First developed at the imperial kilns in Jingdezhen during the reign of the Yongzheng Emperor, lemon yellow glaze was produced through the combination of antimoniate of iron and tin oxide, and was favoured throughout the Qing dynasty, particularly by the Qianlong Emperor. Vessels covered in this attractive glaze required the utmost attention in potting, glazing and firing as the smallest imperfection resulted in the destruction of the piece. Amongst the different monochrome glazes, yellow is the only colour that has direct imperial association.
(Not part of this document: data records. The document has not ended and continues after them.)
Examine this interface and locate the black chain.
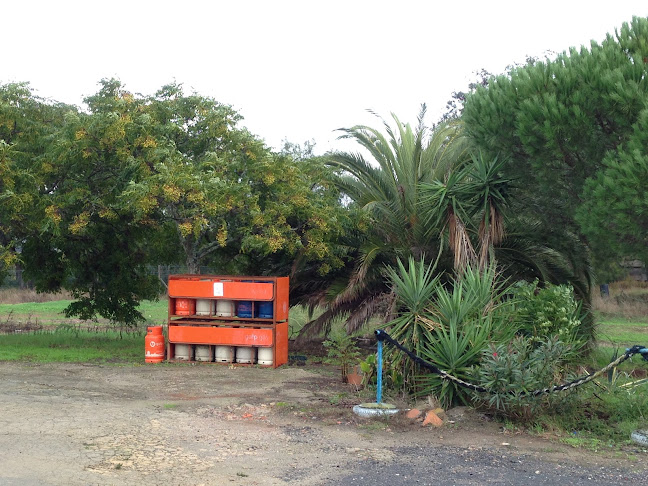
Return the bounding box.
[375,329,648,397]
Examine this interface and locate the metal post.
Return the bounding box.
[376,341,382,403]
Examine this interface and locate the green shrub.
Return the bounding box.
[511,280,591,348]
[473,336,571,420]
[324,333,360,383]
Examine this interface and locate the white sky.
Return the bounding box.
[5,0,648,153]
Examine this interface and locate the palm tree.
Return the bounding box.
[294,105,470,336]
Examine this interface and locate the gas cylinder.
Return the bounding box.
[175,299,196,316]
[144,326,164,363]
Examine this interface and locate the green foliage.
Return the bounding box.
[324,333,361,382]
[577,108,648,270]
[539,377,648,446]
[473,336,572,420]
[462,17,648,278]
[385,258,514,405]
[304,107,468,334]
[418,266,515,406]
[510,280,593,349]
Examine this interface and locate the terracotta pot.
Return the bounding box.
[346,365,362,385]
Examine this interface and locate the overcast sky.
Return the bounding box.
[5,0,648,153]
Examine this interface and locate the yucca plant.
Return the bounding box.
[386,257,440,388]
[386,257,514,404]
[417,264,515,406]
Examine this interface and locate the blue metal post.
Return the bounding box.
[376,341,382,403]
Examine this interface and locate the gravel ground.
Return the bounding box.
[0,362,648,486]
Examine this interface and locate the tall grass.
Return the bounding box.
[0,326,145,363]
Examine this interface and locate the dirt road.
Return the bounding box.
[0,362,648,486]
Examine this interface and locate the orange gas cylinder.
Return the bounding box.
[175,299,196,316]
[144,326,164,363]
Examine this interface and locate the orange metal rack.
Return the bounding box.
[167,275,289,368]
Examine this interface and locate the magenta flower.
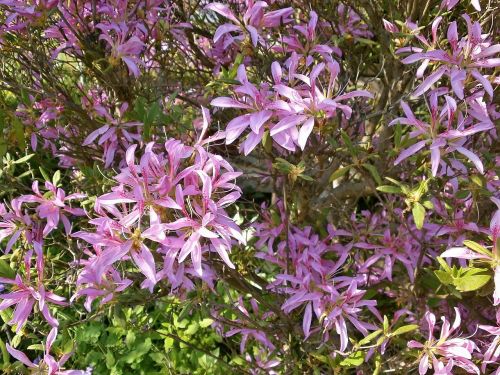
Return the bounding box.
[441,0,481,12]
[96,23,144,77]
[479,322,500,375]
[402,14,500,99]
[280,8,342,61]
[82,103,142,168]
[408,308,479,375]
[389,91,494,176]
[6,327,86,375]
[205,0,293,47]
[73,140,244,308]
[19,181,86,236]
[0,198,33,253]
[211,65,274,155]
[441,198,500,306]
[0,242,67,332]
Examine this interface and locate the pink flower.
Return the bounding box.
[6,327,89,375]
[205,0,293,47]
[19,181,86,236]
[479,322,500,375]
[441,197,500,306]
[402,14,500,99]
[408,308,479,375]
[441,0,481,12]
[389,91,494,176]
[0,198,33,253]
[96,23,144,77]
[0,242,67,332]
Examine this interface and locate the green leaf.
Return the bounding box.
[0,259,16,279]
[464,240,493,257]
[422,201,434,210]
[340,130,358,155]
[105,351,116,370]
[340,351,365,367]
[390,324,419,336]
[184,322,200,336]
[434,270,453,285]
[0,339,10,367]
[28,344,44,351]
[299,174,314,181]
[52,171,61,186]
[358,329,382,346]
[163,337,174,352]
[394,123,403,148]
[453,268,491,292]
[329,166,351,182]
[123,337,151,363]
[125,331,135,348]
[38,167,50,181]
[13,154,35,164]
[383,315,389,332]
[411,202,425,229]
[377,185,402,194]
[363,163,382,185]
[198,318,214,328]
[12,117,26,149]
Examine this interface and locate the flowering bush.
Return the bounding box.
[0,0,500,375]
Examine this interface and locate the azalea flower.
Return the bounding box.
[0,198,33,253]
[0,242,67,333]
[389,91,494,176]
[401,14,500,99]
[5,327,87,375]
[19,181,86,236]
[96,23,145,77]
[441,197,500,306]
[205,0,293,47]
[408,308,479,375]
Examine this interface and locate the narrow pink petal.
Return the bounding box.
[394,141,427,165]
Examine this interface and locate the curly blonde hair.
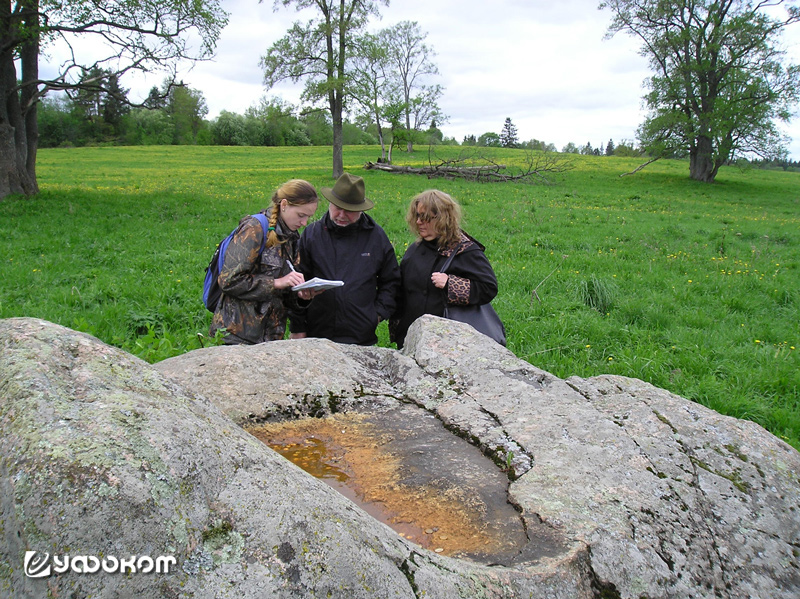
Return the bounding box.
[266,179,319,247]
[406,189,461,248]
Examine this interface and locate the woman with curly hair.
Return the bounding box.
[390,189,497,348]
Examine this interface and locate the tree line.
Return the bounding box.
[0,0,800,199]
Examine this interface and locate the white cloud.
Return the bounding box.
[40,0,800,159]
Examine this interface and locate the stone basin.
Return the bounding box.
[246,402,564,566]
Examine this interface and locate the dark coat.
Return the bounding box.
[209,214,302,344]
[290,212,400,345]
[390,233,497,348]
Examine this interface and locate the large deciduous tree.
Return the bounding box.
[0,0,227,198]
[384,21,445,152]
[600,0,800,182]
[261,0,389,178]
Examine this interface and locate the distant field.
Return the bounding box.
[0,146,800,448]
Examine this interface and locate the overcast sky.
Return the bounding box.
[47,0,800,159]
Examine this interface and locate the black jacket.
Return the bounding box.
[390,233,497,348]
[290,212,400,345]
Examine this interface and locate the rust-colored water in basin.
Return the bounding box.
[248,406,553,564]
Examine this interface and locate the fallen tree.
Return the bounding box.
[364,150,574,184]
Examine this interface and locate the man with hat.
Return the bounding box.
[290,173,400,345]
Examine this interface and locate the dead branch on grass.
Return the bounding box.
[620,157,659,177]
[364,148,574,184]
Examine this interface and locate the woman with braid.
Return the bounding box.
[210,179,319,345]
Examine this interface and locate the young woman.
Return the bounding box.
[390,189,497,348]
[210,179,319,344]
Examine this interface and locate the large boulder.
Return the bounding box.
[0,317,800,599]
[0,319,591,599]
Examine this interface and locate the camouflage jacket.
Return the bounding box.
[209,215,305,345]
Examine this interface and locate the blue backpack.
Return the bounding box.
[203,213,269,312]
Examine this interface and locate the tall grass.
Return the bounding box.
[0,147,800,447]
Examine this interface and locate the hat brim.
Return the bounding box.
[319,187,375,212]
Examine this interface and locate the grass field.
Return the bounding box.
[0,146,800,448]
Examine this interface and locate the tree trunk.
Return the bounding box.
[689,136,719,183]
[0,53,39,199]
[0,0,39,200]
[329,91,344,179]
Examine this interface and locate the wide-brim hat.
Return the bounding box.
[319,173,375,212]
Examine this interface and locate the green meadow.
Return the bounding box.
[0,146,800,448]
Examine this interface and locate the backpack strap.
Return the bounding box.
[439,241,469,273]
[253,212,269,255]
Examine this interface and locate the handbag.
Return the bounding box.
[440,240,506,345]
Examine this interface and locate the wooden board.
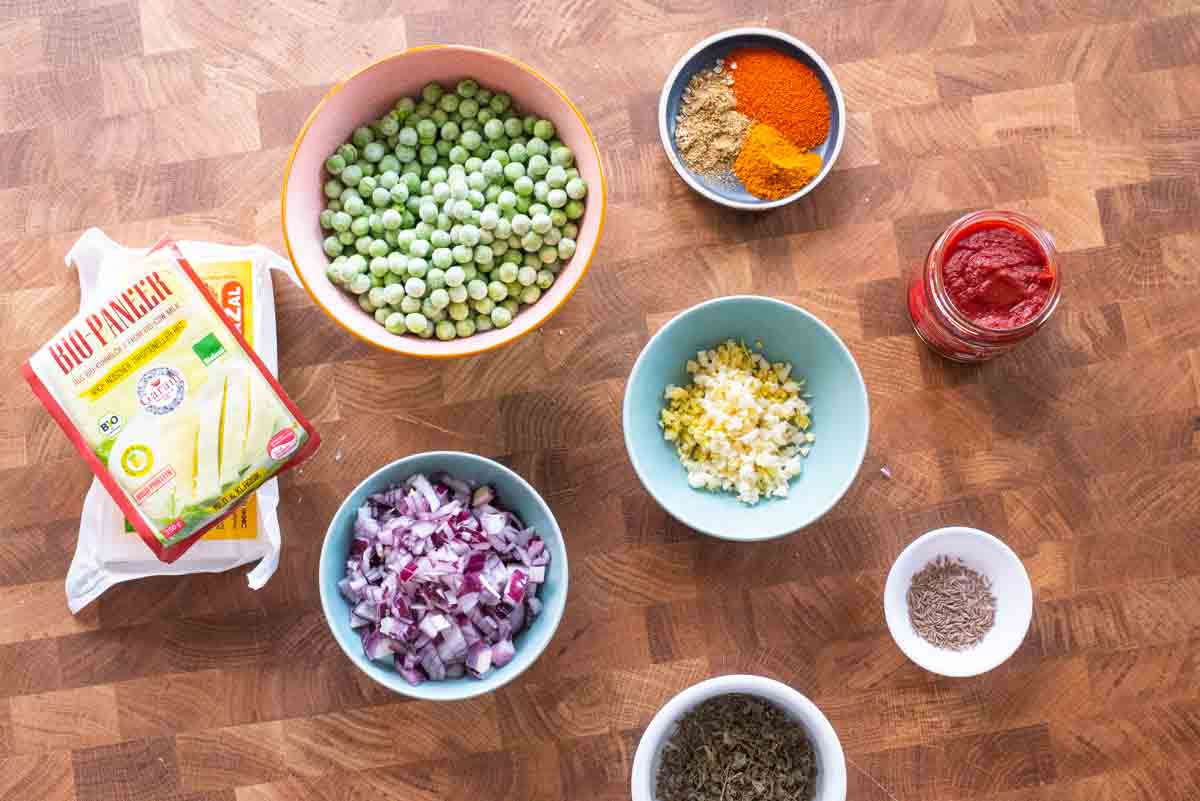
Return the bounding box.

Although imperial yellow-glazed wares had been produced from the early Ming dynasty they were used exclusively for ritual ceremonies; thus lemon-yellow vessels provided the court with an alternative for daily use.

 

Compare a lemon-yellow bowl of slightly broader proportions, sold at Christie’s Hong Kong, 28th October 2002, lot 712, and again in our Hong Kong rooms, 10th April 2006, lot 1627; another sold at Christie’s London, 15th June 1999, lot 91; and a pair sold twice at Christie’s New York, 10th December 1987, lot 306, and 20th September 2005, lot 283, from the Rodriguez collection.

 

For the prototype of this glaze, compare a pair of Yongzheng mark and period cups, from the collection of W.F. van Heukelom, sold in these rooms, 5th November 2014, lot 51.